Straightforward fuzzy matching, information retrieval and NLP building blocks for JavaScript.
https://yomguithereal.github.io/talisman/
MIT License
704 stars 47 forks source link

s-stemmer deviates from paper? #157

Open markharwood opened 5 years ago

markharwood commented 5 years ago

I see that bees doesn't stem to bee and tomatoes doesn't stem to tomato.

Is this misinterpreting the logic in the original paper? I ask because I work on elasticsearch and discovered that we have a similar issue. See https://github.com/elastic/elasticsearch/issues/42892#issuecomment-502736225 for my notes on the confusion.

Yomguithereal commented 5 years ago

Hello @markharwood. That's entirely possible because I think I wrote my implementation reading Lucene's one, which should be the same as ES is using. Do you, by chance, have a link to, or the pdf, of the original article? As stated here I only could find a paper referencing the algorithm and explaining its broad intentions.

markharwood commented 5 years ago

No, I only saw the same paper as you. I've just tried sending an email to the original paper author - I'm sure she'd like to see her algorithm implemented correctly too.

markharwood commented 5 years ago

I heard back from Donna, the paper author. She agrees the bees/employees words should fall into rule 3 and remove the S. However that logic would make rule 2 redundant. Rule 1 also has some weird looking exceptions which don't appear to relate to any common English words that I know of.
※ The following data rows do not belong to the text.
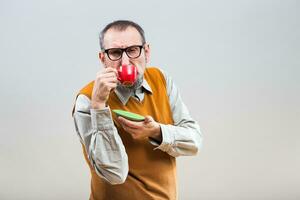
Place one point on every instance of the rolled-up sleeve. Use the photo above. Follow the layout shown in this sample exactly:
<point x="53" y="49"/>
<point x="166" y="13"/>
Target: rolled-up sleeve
<point x="184" y="137"/>
<point x="101" y="140"/>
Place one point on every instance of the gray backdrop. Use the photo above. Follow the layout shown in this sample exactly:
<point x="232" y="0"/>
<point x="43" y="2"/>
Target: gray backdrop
<point x="235" y="62"/>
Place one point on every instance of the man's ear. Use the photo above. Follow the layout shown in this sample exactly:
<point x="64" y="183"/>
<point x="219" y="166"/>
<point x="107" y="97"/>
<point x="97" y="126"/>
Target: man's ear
<point x="147" y="52"/>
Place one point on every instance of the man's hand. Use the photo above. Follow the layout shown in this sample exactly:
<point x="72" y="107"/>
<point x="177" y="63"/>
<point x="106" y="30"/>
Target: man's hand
<point x="106" y="80"/>
<point x="143" y="129"/>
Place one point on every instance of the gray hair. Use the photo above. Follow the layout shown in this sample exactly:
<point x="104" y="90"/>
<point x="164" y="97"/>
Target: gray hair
<point x="121" y="25"/>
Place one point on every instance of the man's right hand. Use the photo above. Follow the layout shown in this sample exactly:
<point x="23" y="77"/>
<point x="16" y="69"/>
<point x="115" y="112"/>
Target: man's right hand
<point x="106" y="80"/>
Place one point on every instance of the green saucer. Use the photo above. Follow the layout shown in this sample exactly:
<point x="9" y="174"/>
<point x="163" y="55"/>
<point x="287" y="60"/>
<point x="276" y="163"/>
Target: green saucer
<point x="129" y="115"/>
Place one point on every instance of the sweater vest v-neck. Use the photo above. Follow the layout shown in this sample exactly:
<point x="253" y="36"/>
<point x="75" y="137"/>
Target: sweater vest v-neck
<point x="152" y="173"/>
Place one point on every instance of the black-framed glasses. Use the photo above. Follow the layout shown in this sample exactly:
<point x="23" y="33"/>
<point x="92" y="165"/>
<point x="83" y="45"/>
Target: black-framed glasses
<point x="115" y="54"/>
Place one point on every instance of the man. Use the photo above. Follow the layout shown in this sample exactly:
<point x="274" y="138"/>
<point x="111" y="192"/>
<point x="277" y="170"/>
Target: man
<point x="128" y="159"/>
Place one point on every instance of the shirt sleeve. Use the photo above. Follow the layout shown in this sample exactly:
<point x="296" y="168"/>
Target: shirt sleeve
<point x="98" y="134"/>
<point x="183" y="138"/>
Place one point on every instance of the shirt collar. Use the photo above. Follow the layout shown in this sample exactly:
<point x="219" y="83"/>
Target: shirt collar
<point x="124" y="94"/>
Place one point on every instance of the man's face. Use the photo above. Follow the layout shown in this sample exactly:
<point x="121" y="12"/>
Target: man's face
<point x="122" y="39"/>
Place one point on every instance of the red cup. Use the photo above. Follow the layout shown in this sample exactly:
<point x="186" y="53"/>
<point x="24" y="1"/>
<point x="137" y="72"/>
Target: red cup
<point x="127" y="74"/>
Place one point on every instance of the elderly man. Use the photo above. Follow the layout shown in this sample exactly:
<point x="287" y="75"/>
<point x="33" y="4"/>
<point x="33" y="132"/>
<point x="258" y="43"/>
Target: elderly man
<point x="132" y="159"/>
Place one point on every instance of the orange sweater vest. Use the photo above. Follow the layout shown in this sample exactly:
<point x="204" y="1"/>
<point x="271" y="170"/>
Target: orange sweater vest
<point x="152" y="173"/>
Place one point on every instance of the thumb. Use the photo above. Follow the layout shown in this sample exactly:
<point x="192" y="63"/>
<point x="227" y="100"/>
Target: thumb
<point x="148" y="119"/>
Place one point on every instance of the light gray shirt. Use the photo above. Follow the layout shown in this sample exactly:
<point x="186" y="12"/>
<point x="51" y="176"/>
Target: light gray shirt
<point x="106" y="152"/>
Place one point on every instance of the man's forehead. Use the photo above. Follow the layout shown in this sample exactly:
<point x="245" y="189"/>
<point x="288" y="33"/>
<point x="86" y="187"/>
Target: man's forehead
<point x="127" y="36"/>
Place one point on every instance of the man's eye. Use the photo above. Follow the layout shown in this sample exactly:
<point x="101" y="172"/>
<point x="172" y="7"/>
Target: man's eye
<point x="115" y="52"/>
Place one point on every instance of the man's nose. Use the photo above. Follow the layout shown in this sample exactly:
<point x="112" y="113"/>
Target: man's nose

The origins of the S-stemmer algorithm appear to be lost in time - Donna didn't author it and suggested the logic may be connected to the SMART system from wayback when.

Rather than trying to resolve that I've been working on an alternative plural stemmer for elasticsearch here

Yomguithereal commented 5 years ago

Cool. Can you tell me when you feel your stemmer is done and when it's merged into ES and I will be able to replicate here if you want. Or feel free to open a PR if you want to do it also.